Hadnet Tesfai: „Viele mein Kolleg:innen hatten das Gefühl, instrumentalisiert zu werden.“
wmn: Gemeinsam mit Tasha Kimberly und Thelma Buabeng widmet ihr euch in eurer Talkshow Five Souls u. a. den Themen Sex, Liebe und zwischenmenschlichen Beziehungen. Wie kam es zu diesem Format?
Hadnet: Ich bin im Sommer 2020 gefragt worden, ob ich mir vorstellen könnte, eine Talkshow von und für PoC zu moderieren. Zu dem Zeitpunkt standen alle nach dem Mord an George Floyd und den weltweiten BLM Protesten unter Schock. Im ersten Augenblick hielt ich den Vorschlag für eine spontane Aktion, was ich sehr eigenwillig gefunden hätte.

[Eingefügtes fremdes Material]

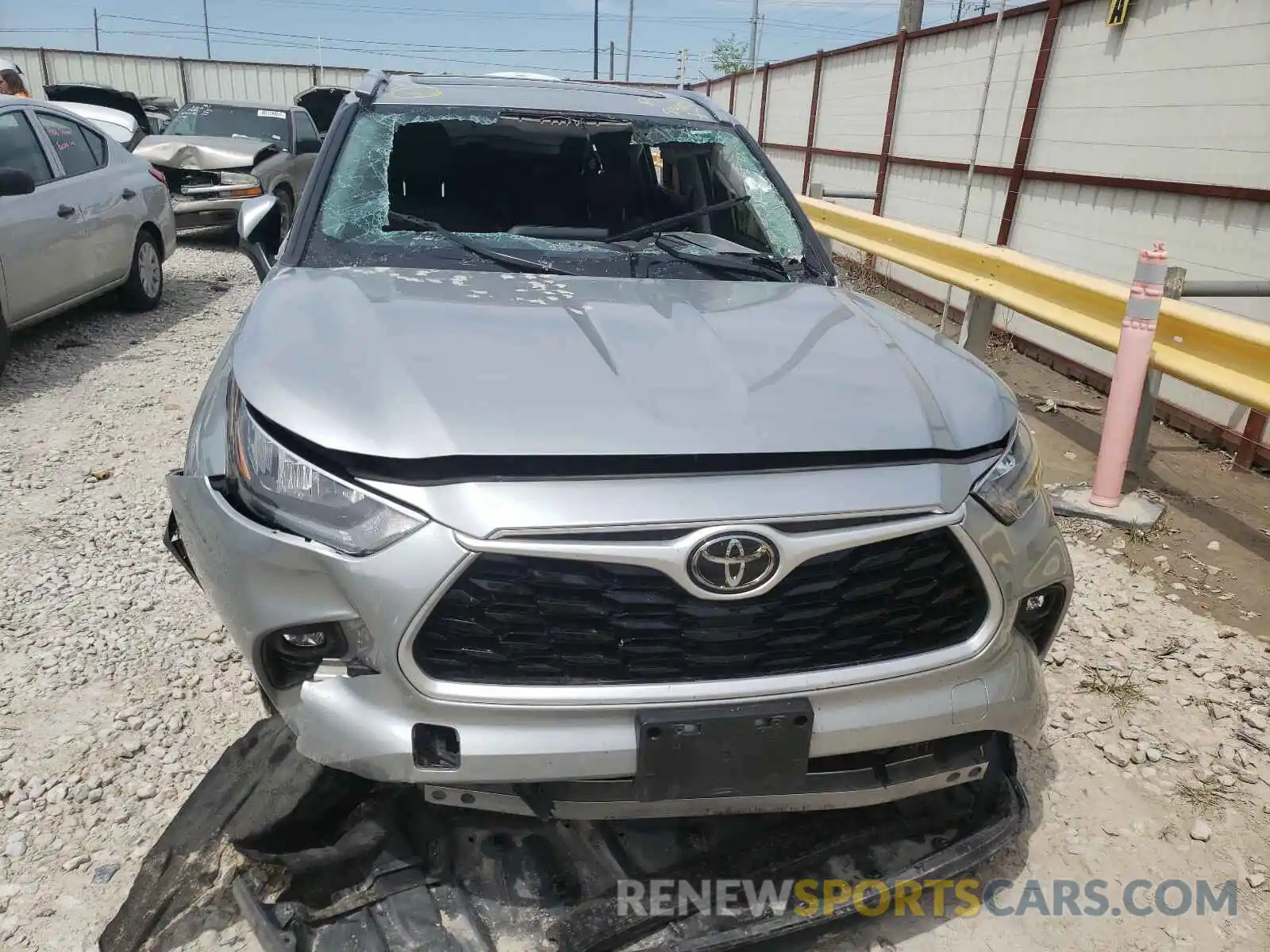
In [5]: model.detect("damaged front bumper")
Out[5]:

Dann stellte sich aber sehr schnell heraus, dass die Sendung schon länger in Planung war. Das war wichtig für mich, weil zu der Zeit so viele kopflose Projekte und Anfragen bei mir ankamen, die nichts weiter als eine unüberlegte Reaktion auf die vielen Fragen waren, die sich ganz plötzlich ganz viele Menschen gestellt haben.
Hadnet Tesfai: „Wenn man sich in eine romantische Beziehung begibt, hat man eine andere Verantwortung.“
wmn: In einer Folge geht es um die interkulturelle Liebe. Wieso ist es wichtig, über dieses Thema zu sprechen?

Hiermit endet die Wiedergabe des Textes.